Anglian Water has been fined £18,000 for raw sewage flooding a Cambridgeshire river for hours.
The Environment Agency (EA) found that several failures at a pumping station near Peterborough took place.
The company was blamed for a ‘reactive attitude’.
District Judge Ken Sheraton said Anglian Water should have given “a higher category of response” to a second sewage pump failing because the site at Yaxley was operating at a lower capacity with another pump already out of order.
The pumps were meant to regulate the flow of effluent but had stopped working a week apart, meaning raw sewage poured into Pig Water Drain for several hours and the damage was done before an engineer arrived at the pumping station.
EA’s investigators said at least 60 fish died with “no chance of surviving the incident” in February 2019.
Louis de Quincey, who led the EA investigation, said: “With only a single pump in operation, this was always likely to increase the chances of an incident.
“Anglian Water should have sped up its response time as a result. Many hours passed before a technician stopped sewage entering the water.
“Anglian Water could and should have acted quicker.”
A spokesperson for Anglian Water told ELN: “We take our responsibilities to the natural environment very seriously, and deeply regret the incident at one of our pumping stations in Yaxley in 2019.
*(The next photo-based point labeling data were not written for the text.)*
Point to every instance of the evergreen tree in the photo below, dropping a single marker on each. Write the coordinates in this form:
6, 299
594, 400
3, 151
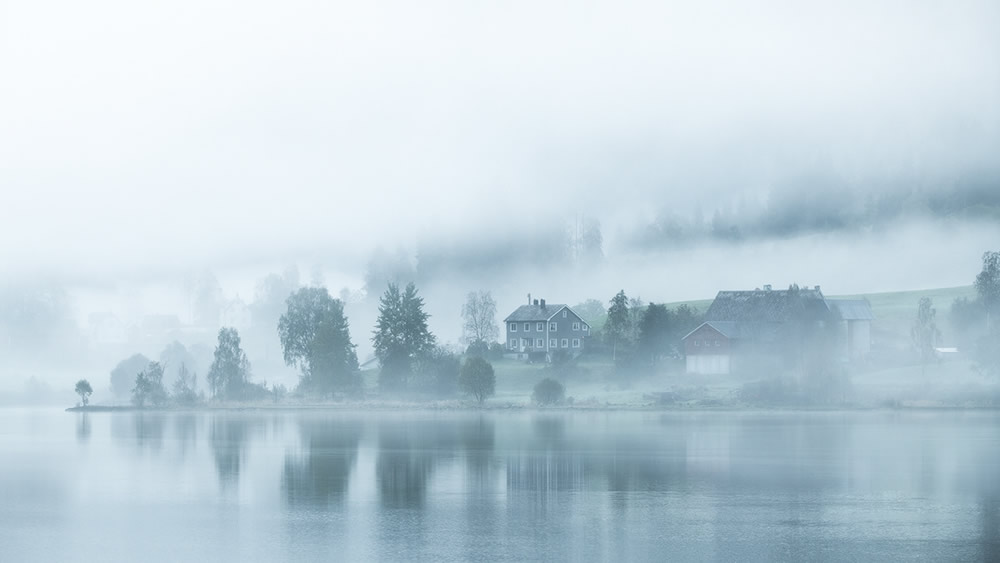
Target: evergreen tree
655, 333
401, 335
988, 285
619, 323
230, 371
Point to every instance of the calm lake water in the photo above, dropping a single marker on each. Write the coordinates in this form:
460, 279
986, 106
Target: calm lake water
343, 486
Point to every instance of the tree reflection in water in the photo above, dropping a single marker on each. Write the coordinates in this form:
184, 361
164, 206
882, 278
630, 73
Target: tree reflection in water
321, 474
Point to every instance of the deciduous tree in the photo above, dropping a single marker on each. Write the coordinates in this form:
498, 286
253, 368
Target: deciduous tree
477, 379
315, 337
401, 335
83, 389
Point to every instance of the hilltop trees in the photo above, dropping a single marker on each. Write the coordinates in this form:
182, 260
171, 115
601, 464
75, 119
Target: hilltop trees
401, 335
84, 390
230, 371
315, 337
479, 314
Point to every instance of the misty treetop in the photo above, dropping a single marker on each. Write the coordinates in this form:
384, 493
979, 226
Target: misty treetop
149, 387
401, 334
123, 375
315, 337
229, 375
479, 313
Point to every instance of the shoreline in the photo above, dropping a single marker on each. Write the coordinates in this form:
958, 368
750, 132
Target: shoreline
417, 407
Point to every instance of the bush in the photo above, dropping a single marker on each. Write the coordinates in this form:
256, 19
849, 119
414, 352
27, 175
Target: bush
548, 392
477, 379
478, 349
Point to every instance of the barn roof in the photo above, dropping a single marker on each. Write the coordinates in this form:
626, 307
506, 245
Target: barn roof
738, 330
530, 313
766, 305
853, 309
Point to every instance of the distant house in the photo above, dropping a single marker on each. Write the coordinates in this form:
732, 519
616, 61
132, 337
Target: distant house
772, 330
539, 331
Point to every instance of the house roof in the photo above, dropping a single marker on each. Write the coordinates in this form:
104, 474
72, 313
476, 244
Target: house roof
529, 313
853, 309
766, 305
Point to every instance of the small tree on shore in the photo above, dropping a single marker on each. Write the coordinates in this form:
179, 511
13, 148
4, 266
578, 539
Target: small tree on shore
477, 379
925, 333
84, 390
548, 392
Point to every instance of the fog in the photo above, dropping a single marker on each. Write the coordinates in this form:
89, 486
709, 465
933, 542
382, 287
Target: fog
145, 149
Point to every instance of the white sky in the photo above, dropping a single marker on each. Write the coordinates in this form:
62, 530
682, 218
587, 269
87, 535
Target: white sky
141, 138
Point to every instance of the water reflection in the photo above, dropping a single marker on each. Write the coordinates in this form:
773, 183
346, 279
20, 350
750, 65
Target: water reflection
320, 475
228, 437
82, 427
631, 486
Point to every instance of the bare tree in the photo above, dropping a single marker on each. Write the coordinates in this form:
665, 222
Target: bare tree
479, 313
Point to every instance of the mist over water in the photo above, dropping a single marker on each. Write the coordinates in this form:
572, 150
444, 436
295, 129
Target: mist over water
466, 486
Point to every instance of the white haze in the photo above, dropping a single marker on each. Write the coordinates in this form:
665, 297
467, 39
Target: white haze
140, 142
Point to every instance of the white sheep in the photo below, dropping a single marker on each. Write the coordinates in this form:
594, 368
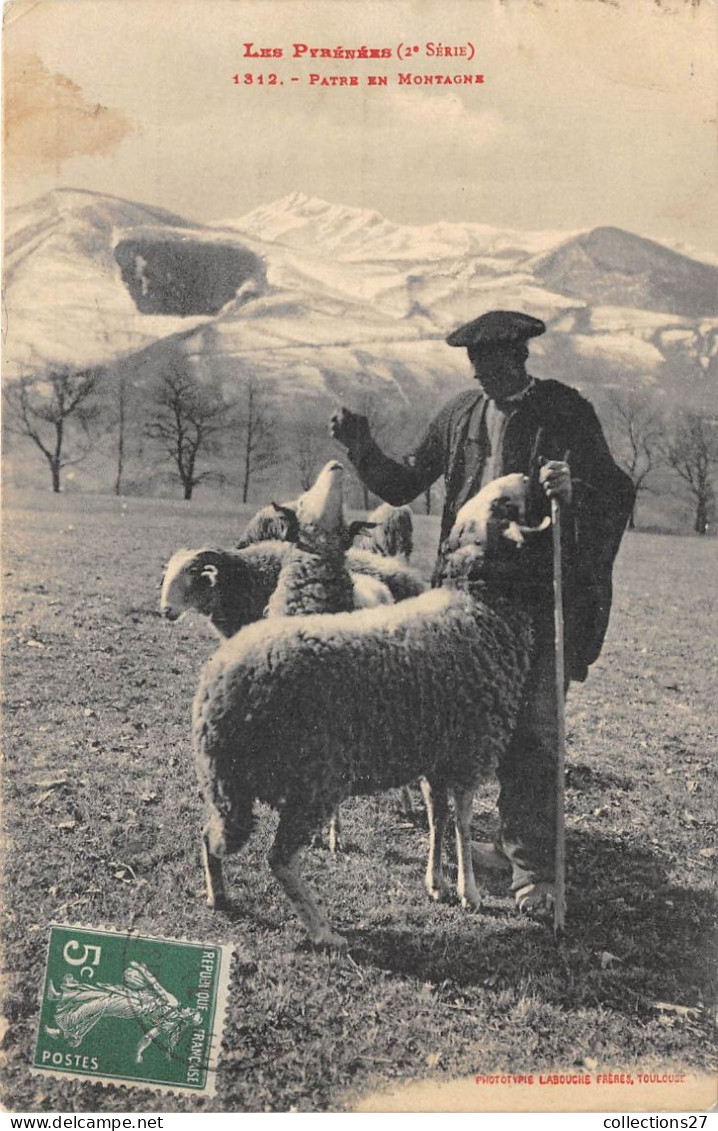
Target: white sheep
232, 587
301, 713
392, 532
505, 498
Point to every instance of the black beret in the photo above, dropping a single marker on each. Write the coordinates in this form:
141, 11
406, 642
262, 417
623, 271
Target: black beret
498, 327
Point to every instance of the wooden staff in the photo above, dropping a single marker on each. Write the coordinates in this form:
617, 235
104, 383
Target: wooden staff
559, 913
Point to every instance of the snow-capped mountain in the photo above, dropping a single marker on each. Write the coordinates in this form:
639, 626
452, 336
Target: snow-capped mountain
91, 278
322, 301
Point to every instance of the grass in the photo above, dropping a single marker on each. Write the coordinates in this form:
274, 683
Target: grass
103, 818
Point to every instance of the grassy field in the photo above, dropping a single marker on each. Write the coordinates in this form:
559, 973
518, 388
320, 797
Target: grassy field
102, 827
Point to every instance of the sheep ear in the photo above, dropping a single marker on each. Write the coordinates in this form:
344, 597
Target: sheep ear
290, 515
356, 528
212, 573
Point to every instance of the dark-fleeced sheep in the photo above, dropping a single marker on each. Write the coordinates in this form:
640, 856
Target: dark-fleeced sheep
302, 713
233, 587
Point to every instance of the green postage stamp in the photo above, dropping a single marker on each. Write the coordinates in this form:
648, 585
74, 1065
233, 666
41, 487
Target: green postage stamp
122, 1008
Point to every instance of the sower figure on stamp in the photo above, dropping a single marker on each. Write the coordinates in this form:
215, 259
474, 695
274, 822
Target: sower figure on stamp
503, 426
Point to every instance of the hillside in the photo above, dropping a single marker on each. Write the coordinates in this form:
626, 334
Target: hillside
320, 301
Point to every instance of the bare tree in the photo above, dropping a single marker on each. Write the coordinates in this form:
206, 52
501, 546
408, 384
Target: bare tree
257, 434
692, 452
45, 409
637, 434
310, 443
189, 419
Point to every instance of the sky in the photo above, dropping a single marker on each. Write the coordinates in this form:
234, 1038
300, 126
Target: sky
589, 113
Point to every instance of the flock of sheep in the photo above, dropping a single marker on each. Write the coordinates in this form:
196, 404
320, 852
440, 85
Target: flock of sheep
343, 674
“We continually monitor our sites through an extensive network of sensors and alarms. This provides a 24/7 view of how our assets are operating and is very effective.
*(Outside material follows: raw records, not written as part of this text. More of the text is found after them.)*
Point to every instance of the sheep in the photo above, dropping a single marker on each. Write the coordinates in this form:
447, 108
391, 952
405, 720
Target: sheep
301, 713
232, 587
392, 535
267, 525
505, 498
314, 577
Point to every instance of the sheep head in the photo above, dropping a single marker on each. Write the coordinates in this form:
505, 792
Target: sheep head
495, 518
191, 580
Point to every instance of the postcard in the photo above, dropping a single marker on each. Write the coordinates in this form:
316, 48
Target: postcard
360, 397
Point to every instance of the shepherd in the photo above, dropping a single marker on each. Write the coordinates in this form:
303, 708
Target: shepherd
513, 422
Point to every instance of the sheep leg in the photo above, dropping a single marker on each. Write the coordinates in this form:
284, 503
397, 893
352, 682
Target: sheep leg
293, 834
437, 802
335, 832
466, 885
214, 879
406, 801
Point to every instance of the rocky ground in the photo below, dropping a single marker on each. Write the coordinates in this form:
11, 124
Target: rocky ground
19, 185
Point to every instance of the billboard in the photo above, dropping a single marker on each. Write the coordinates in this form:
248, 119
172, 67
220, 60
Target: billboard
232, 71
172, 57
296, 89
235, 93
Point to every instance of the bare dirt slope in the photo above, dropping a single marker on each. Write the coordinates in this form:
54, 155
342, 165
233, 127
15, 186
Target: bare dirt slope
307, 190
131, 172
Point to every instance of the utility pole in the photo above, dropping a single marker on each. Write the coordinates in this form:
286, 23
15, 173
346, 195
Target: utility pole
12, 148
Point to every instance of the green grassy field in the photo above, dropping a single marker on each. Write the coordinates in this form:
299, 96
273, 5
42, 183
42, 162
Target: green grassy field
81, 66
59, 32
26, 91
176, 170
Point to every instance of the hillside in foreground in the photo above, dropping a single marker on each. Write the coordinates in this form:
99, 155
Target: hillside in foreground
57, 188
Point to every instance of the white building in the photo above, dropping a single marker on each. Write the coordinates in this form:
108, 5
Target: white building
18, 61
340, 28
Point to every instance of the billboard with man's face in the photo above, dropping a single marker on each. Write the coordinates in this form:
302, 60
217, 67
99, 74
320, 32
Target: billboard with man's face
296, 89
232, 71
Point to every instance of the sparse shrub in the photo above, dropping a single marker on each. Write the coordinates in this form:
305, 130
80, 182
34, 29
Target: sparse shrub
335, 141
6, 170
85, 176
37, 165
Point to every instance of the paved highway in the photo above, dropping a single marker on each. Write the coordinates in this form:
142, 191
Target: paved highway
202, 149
“However, on this occasion, a number of factors combined and one of our pumps didn’t work as it should have done because of an intermittent signal failure on a flow sensor.
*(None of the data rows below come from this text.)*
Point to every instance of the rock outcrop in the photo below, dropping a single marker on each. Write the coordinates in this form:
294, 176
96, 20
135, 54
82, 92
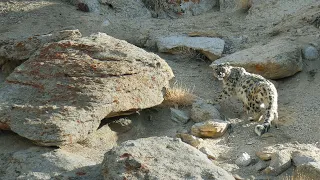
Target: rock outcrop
14, 52
40, 163
159, 158
65, 89
212, 48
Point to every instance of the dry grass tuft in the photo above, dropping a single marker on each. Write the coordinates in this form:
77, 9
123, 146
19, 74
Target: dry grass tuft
178, 95
297, 176
189, 53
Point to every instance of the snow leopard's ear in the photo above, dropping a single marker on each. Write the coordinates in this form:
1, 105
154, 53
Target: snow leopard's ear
213, 65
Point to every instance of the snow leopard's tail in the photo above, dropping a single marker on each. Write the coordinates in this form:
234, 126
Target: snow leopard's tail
271, 112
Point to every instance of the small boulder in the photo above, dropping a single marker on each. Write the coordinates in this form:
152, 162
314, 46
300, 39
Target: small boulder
210, 47
278, 59
243, 160
210, 129
189, 139
202, 111
159, 158
310, 170
261, 165
299, 158
280, 162
179, 116
121, 125
207, 152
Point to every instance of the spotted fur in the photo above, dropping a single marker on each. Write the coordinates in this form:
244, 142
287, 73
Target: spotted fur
259, 96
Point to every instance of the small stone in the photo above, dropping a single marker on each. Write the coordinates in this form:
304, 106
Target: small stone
310, 53
310, 170
299, 158
243, 160
261, 165
189, 139
211, 128
237, 177
207, 151
179, 116
121, 125
265, 154
280, 162
202, 111
210, 33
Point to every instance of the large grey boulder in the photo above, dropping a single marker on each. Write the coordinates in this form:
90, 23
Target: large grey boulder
159, 158
14, 51
210, 47
310, 170
47, 163
278, 59
61, 94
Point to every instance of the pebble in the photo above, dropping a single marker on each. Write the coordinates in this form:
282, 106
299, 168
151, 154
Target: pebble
243, 160
310, 53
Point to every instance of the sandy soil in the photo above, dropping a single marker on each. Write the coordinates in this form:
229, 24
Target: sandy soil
298, 95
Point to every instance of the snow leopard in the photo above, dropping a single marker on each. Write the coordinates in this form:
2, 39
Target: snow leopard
259, 95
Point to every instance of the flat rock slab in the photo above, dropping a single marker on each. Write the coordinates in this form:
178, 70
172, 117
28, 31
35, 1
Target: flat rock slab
210, 129
61, 94
159, 158
278, 59
210, 47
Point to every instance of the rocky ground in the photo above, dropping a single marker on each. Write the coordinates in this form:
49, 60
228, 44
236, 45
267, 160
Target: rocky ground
251, 32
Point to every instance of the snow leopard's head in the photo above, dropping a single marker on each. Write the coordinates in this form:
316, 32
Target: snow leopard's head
221, 71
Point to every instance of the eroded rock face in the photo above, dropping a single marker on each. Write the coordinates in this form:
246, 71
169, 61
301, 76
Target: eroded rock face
14, 52
47, 163
60, 94
210, 47
278, 59
159, 158
202, 111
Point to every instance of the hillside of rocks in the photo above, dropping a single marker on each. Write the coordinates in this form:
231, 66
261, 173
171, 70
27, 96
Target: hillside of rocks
115, 89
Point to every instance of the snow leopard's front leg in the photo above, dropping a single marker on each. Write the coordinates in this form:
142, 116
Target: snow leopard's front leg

“Our technician responded to the alarm and, once on site quickly stopped the flow, however, there was a spill from the pumping station into the Pig Water Drain and a short section of the Yaxley Lode. The issue was resolved and the impact was short-lived.
“As the judge noted, the actions taken by the technician on the day helped to minimise any further damage. The control system was rectified within 24 hours of the issue occurring.
“We work hard to protect and enhance the environment and so it is particularly distressing when incidents like this occur. We operate more than 1,100 water recycling centres and a 40,000-mile sewer network across our region.
“We know there’s no room for complacency, and we’re absolutely determined to improve further and progress towards achieving our zero pollution goal.”